Olginate: ancora violenza in paese, ferito un carabiniere. Passoni: l'attenzione è alta

Uno scatto notturno di Piazza Garibaldi
Ennesima nottata di follia a Olginate. Teatro di una colluttazione tra un paio di giovanotti il lungolago di Olginate, non lontano da Piazza Garibaldi, dove già una decina di giorni fa si era verificata una rissa da cui un ragazzo era uscito con un orecchio strappato a morsi. Questa volta nella zuffa parrebbe essere spuntato un coltello con cui è stato ferito uno dei due contendenti, poi presentatosi autonomamente alla guardia medica per le cure del caso, venendo instradato verso l'ospedale.
Parrebbe riconducibile all'accoltellamento anche l'episodio successivo con l'irruzione di un soggetto presso la caserma carabinieri di via Verdi. A farne le spese, in questo caso, anche un carabiniere.
Tali episodi si aggiungono ai numerosi altri verificatisi di recente nella città di Lecco, specie tra la zona del Caleotto e il centro storico, dove soltanto lo scorso sabato un litigio notturno è degenerato in violenza con il coinvolgimento anche di un esercente che, al termine del lavoro, è rimasto ferito dai cocci di una bottiglia di vetro lanciata al suo indirizzo da uno dei contendenti.
Attenzione alta, dunque, sul tema della sicurezza, tanto nel capoluogo - dove ieri il problema è stato oggetto di discussione anche in Consiglio Comunale - quanto sul resto del territorio, come sottolineato dal sindaco di Olginate Marco Passoni. "Settimana scorsa ho chiesto e ottenuto un vertice in Prefettura, ma al di là di questo i contatti con le forze dell'ordine sono intensi e costanti" ha commentato il primo cittadino. "Onestamente non so cosa possano fare di più: i controlli non mancano, le telecamere sono in funzione e qualche risultato si è già visto.
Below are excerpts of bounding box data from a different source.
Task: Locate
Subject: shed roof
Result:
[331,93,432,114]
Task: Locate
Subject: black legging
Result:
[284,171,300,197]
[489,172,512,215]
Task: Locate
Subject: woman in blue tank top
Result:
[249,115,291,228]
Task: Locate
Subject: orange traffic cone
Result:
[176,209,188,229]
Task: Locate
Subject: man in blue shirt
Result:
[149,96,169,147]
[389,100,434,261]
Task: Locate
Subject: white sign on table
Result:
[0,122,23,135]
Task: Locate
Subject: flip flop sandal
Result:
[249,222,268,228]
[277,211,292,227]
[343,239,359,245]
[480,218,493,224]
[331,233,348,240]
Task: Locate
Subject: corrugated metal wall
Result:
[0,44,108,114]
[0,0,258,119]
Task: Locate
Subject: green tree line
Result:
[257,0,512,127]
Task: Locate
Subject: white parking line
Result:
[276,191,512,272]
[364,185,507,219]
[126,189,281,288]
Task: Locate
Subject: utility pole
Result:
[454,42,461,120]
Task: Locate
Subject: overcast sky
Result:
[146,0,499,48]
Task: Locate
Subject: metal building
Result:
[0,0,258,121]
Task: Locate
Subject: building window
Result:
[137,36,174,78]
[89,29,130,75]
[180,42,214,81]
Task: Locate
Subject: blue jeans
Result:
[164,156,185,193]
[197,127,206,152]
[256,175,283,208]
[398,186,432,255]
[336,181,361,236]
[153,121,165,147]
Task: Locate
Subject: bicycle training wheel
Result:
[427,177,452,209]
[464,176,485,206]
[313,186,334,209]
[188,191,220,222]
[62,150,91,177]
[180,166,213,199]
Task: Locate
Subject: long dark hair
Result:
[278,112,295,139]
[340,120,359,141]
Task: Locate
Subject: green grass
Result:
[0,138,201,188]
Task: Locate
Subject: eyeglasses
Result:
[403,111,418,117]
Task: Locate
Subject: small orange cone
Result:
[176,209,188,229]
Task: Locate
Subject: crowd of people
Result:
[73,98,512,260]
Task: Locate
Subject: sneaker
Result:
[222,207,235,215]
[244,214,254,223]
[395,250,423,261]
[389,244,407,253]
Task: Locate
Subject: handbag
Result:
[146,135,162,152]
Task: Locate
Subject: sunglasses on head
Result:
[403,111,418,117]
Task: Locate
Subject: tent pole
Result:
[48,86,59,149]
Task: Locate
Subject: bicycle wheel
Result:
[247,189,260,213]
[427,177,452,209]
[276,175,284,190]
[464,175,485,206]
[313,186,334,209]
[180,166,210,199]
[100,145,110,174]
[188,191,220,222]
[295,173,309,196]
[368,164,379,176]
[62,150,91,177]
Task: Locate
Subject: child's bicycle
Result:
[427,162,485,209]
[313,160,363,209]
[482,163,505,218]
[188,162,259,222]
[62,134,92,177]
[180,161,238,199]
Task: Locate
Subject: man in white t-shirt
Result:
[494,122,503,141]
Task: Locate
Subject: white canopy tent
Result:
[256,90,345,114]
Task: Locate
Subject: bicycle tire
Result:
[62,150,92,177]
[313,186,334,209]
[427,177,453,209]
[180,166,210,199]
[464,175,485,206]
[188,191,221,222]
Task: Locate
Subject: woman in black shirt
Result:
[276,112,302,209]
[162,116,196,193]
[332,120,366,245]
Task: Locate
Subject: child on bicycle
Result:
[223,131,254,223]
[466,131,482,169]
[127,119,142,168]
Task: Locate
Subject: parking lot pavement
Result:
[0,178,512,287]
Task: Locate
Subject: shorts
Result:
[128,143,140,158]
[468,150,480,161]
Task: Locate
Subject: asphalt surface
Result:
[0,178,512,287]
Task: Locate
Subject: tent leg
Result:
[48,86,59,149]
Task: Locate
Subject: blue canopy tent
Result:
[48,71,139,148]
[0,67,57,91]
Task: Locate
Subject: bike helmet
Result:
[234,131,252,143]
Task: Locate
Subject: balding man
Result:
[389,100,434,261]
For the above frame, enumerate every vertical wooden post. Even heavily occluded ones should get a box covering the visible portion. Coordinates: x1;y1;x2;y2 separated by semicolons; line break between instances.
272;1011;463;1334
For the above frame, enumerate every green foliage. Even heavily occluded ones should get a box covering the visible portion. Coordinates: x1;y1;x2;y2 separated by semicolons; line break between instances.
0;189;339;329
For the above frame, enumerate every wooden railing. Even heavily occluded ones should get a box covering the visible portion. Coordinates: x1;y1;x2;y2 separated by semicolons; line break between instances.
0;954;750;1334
Da parte nostra stiamo valutando ulteriori provvedimenti, su tutti la chiusura di alcuni locali a cui questi episodi potrebbero essere legati e la limitazione della vendita di alcoolici. Se decideremo di intervenire con restrizioni di questo tipo, comunque, non lo faremo a cuor leggero, soprattutto alla luce delle chiusure degli ultimi mesi. L'attenzione è alta, ma non possiamo militarizzare il paese. Non capisco se questo exploit di violenza sia una conseguenza della pandemia, certo è che così non possiamo andare avanti, a Olginate come altrove" ha concluso Passoni. "Non siamo rassegnati. Da parte di tutti c'è un impegno costante per limitare questi episodi, ma forse è il caso di prendere altri provvedimenti".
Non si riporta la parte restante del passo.